No que diz respeito ao conhecimento estratégico, o autor entende que o mesmo é desenvolvido quando o professor se depara com aporias e dilemas que exigem a mobilização de esquemas para analisar eventos e alternativas, num exercício que ultrapassa a dimensão concreta das situações e implica uma capacidade para as avaliar, tomar decisões e justificá-las. Shulman (ibidem) atribui a esta capacidade uma inflexão ontológica no seio das profissões em geral e, no âmbito do conhecimento profissional do professor em particular. Como o próprio autor afirma (1986:13):

“The teacher is not only a master of procedure but also of content and rationale (…), capable of reflection leading to self-knowledge, the metacognitive awareness that distinguishes draftsman from architect, bookkeeper from auditor. A professional is capable not only of practising and understanding his or her craft, but of communicating the reasons for professional decisions and actions to others.”
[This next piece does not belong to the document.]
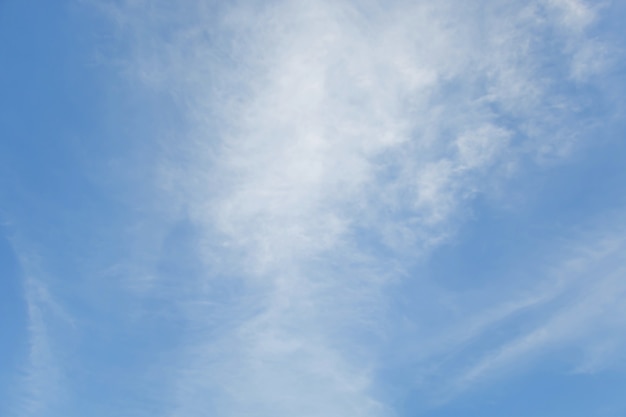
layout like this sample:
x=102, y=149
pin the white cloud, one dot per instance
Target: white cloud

Como vimos até ao momento, a pesquisa realizada sobre o conhecimento profissional do professor revela que este integra uma dimensão experiencial que, caso se concretize sob o estandarte de uma intencionalidade práxica, continuadamente o alimenta e reconstrói. Pode ter uma natureza mais ou menos explícita, mas tem uma anatomia própria e constitui-se num colóquio onde confluem a acção e a reflexão, assistidas por um conjunto de dimensões contextuais, pessoais e sociais, num processo que singulariza a episteme complexa que caracteriza a profissionalidade do professor e que, como afirma Sá-Chaves (1994:136), lhe exige que seja “pessoalmente inspirado (…), pedagogicamente eficaz (…) e cientificamente informado (…).”